Il Post torna sul tema delle province, con un articolo molto dettagliato (e un rinvio all’articolo di Riccardo Ferrazza molto prezioso).

Malgrado una certa semplificazione giornalistica e nonostante dichiarazioni poco chiare («Abbiamo abolito i politici dalle province», Matteo Renzi durante una conferenza stampa in aprile), la riforma delle province convertita in legge lo scorso aprile dalla Camera (si trattava del cosiddetto “Disegno di legge Delrio”, il numero 1542-B) non prevede un’abolizione, ma una sostituzione con nuovi enti che continueranno a occuparsi di edilizia scolastica, tutela e valorizzazione dell’ambiente, trasporti, strade provinciali e per i quali (a differenza di prima) non ci saranno più elezioni dirette. Tra le modifiche sostanziali della riforma c’è infatti la modalità di elezione delle varie cariche: il presidente, i rappresentanti delle assemblee e del consiglio verranno infatti votati da sindaci, consiglieri comunali e provinciali uscenti della provincia stessa. Gli eletti (sempre sindaci e consiglieri) non percepiranno alcuna indennità.

Ora, non solo non abbiamo abolito i politici, ma questi contano molto più di prima. Non ricevono uno stipendio (sulla base di una linea che l’unica cosa che non abolisce è la demagogia), ma gestiscono un potere analogo a quello di prima.

La novità è che vanno a elezione, ma tra di loro, potremmo dire, e si tratta delle uniche elezioni in cui invece degli exit poll potremmo fare gli entry poll, perché il risultato si conosce prima di votare.

Si dice: ma sono elezioni di secondo livello e se ci si mette d’accordo prima è per dare rappresentanza a tutti i territori.

Se si finisce in un listone unico – con la giustificazione (scusa, la chiamano quelli che ne rimangono fuori) di dare rappresentanza a tutti i territori – ci troviamo di fronte non a una elezione di secondo livello, ma di terzo (con il terzo livello, quello formale, che è solo apparente).

Nel senso che ovviamente sono i partiti a decidere tutto quanto.
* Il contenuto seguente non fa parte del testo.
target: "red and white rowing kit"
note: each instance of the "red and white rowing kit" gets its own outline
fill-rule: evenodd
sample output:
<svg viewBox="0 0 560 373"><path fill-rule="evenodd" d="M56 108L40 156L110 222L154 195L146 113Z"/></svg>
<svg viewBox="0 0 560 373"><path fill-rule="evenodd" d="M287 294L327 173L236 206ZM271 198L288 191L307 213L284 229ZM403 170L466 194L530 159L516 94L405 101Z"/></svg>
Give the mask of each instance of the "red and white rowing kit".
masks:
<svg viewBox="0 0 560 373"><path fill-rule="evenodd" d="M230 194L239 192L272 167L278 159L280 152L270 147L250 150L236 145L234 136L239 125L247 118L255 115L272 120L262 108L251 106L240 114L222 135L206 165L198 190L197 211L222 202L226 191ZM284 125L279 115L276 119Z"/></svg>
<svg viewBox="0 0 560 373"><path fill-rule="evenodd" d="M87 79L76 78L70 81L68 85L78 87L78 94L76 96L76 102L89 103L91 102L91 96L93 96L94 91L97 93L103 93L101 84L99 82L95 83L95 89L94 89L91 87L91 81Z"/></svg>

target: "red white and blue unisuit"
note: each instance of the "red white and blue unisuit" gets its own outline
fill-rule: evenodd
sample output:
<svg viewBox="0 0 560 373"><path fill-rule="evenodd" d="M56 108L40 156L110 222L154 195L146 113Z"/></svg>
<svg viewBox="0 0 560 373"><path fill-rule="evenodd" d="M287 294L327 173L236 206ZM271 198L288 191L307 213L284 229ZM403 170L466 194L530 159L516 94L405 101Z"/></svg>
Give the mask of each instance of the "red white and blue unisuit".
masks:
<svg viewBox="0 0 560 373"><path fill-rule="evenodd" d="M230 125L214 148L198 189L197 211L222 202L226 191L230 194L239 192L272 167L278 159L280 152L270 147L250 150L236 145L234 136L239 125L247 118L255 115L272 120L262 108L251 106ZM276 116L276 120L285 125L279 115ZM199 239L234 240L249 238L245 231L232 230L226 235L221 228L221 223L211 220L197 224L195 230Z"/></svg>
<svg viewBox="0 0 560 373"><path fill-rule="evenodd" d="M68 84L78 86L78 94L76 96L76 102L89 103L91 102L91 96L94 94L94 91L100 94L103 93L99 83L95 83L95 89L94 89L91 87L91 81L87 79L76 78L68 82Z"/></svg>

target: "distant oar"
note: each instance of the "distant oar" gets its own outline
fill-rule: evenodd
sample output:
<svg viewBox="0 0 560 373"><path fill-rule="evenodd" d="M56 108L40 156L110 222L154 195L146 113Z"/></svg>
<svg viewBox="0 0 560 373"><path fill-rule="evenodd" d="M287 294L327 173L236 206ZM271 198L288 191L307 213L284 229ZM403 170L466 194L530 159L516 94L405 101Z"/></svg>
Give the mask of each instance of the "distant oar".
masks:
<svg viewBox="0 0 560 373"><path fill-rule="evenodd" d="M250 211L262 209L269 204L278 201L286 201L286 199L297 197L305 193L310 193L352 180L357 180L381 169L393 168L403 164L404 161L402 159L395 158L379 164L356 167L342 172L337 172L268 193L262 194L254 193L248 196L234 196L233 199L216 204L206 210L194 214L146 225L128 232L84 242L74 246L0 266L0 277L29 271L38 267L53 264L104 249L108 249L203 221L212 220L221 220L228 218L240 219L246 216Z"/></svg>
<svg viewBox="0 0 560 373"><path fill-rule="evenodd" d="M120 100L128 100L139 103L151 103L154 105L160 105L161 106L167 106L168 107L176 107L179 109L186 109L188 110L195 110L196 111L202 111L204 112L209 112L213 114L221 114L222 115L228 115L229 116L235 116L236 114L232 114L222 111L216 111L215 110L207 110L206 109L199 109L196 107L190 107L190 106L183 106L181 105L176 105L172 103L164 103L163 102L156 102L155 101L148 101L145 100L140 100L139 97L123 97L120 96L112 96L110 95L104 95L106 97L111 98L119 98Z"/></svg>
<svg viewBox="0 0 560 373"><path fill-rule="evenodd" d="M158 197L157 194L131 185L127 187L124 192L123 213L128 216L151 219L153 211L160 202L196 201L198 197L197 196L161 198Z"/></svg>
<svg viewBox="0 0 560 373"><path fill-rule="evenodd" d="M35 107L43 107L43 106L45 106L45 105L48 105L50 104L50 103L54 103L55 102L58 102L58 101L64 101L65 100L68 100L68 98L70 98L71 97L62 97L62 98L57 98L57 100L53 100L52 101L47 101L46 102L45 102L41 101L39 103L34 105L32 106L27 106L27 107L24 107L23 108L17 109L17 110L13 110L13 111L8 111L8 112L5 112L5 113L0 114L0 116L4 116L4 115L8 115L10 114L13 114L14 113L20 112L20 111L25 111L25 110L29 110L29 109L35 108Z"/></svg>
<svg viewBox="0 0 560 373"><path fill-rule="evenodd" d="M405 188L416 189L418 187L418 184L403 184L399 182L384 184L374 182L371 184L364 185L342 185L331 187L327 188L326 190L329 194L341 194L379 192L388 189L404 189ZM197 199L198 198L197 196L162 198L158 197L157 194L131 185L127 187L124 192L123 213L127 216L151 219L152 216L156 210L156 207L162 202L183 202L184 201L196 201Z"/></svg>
Ma ovviamente non lo fanno sulla base di un voto (tipo primarie) o sulla base di una legge che garantisca la democrazia interna dei partiti politici (quasi tutti personali, oggigiorno) che almeno darebbe dignità a quell’elezione. Lo fanno in base agli equilibri interni, che ci si può solo augurare che siano davvero democratici, perché non c’è legge né prescrizione sul punto.

Quindi, ricapitolando, ecco i tre livelli:

Livello 1: spartite le quote tra partiti (in base alla consistenza) in ciascuno di questi si stabilisce chi ci va.

Livello 2: si confluisce nelle liste uniche condivise con gli altri (quindi c’è una selezione, perché per rappresentare ogni territorio qualcuno deve rinunciare per far posto all’altro).

Livello 3: la platea vota qualcosa che è stato deciso altrove.

Un Porcellum a strati, senza particolari garanzie, senza controllo. Dove i politici scelgono se stessi, ovviamente, e i partiti decidono tutto quanto. Una lasagna, che in alcune località si chiama pasticcio. Se pensate che l’atteggiamento potrebbe valere anche per il Senato, forse, avrete occasione di rifletterci un po’.

Prima che sia già tutto deciso, perché lo è.